10-6 Carolina Panthers lead the Indianapolis Colts, week 8, 2015 NFL season, Monday Night Football. Steady rain.
After an incomplete pass the Panthers have the ball just inside the Colts 44 yard line, and need to get to the Colts 42 for a first down. 11:20 remains, third quarter.
It’s fourth down.
If the Panthers get stopped the Colts get possession; probably right around the Colts own 43 or 44 yard line.
If the Panthers punt the Colts also get possession, just better field position – probably starting from about their own 10 or 12 on average, but barring a fluke, anywhere between the 1 and 20 yard line.
It does make sense therefore to give up a two yard chance at keeping the ball, getting a first down, and getting that ball just about an average first down (10-15 yards) from the Panthers scoring range.
Because extra possessions in football don’t matter that much. And extra possessions in football that also start in fantastic field position – here on your opponent’s side of the, their 42 yard line or better – matter even less.

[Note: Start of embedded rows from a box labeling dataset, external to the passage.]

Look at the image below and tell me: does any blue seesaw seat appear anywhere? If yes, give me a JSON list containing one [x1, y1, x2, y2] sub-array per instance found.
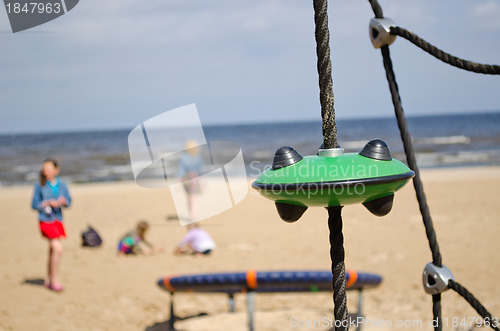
[[158, 270, 382, 330]]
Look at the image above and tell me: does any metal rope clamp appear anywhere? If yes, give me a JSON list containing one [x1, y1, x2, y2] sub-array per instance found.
[[422, 262, 455, 294], [370, 18, 396, 48]]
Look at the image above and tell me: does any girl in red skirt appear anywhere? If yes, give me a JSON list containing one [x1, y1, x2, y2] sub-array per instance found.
[[32, 160, 71, 292]]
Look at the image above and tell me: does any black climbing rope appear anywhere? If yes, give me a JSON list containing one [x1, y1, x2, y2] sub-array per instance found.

But possibly giving your opponent field position that won’t be nearly as good for your team (relative to a punt), and, versus the “election” to punt here, represents a possession that your opponent was going to get anyway?
So the Panthers can’t take such a chance at such a terrible thing happening, even though making 2 yards (here just under 2 yards) for a first down “isn’t exactly” a probability long shot.
All the points of the last three paragraphs are true. In fantasy land.
If by their own strategic decisions the Panthers want to actually increase their chances of winning the game, and not instead increase their opponent’s chances, then the points of the last three paragraphs are close to absurd: Which, strategically, is what this nevertheless, ho hum, barely questioned, and rather routine decision to punt here, in fact is.
The odd thing is that on some level, many players probably know this – or at least do to some extent. They may not consciously argue it: But go ahead and bring the Panthers out to try that 4th and 2, and measure the Colts heart rates. Then measure their heart rates when the Panthers suddenly switch and change their minds, and bring out the punting unit.
Whew, there will be big signs of relief. The Colts will be starting out with the ball fairly deep on their side, of course (or at least most likely), but at least they will be getting the ball they were just in serious fear of losing.
And not only that, but as if not more importantly, if they didn’t get the ball, their opponents would have it, and their opponents would have a 1st down, and their opponents would have a 1st down scrap yardage from long field goal range (iffy in the heavy rain), and an average 1st down (10+ yards) and scrap yardage from good field goal range, and a few short throws to the end zone.
So good thing those Panthers punted.
For the Colts. As the decision by a team to punt under such circumstances helps their opponents chances of winning the game, and hurts their own, and is normally made out of an almost ridiculously misguided fear driven strategic misassessment.
And fear of what. That it would be “bad” to be stopped?
The only reason that things that happen that are “bad” – and hence to be afraid of – are in fact even “bad” in the first place in in terms of play outcome (injury aside), in a football game, is that they decrease your chances of winning. (For instance; If throwing interceptions helped your team’s chances of winning, then throwing interceptions would be a good thing, not a bad thing.)
So fearing something that increases your chances of winning, because it “could” work out poorly (just like the game itself, or to some extent, almost any play in football), is not only meaningless, but irrational.
But it’s happening, right now, in the NFL, and has been, for years and years and still is, even with “analytics” creeping into the game.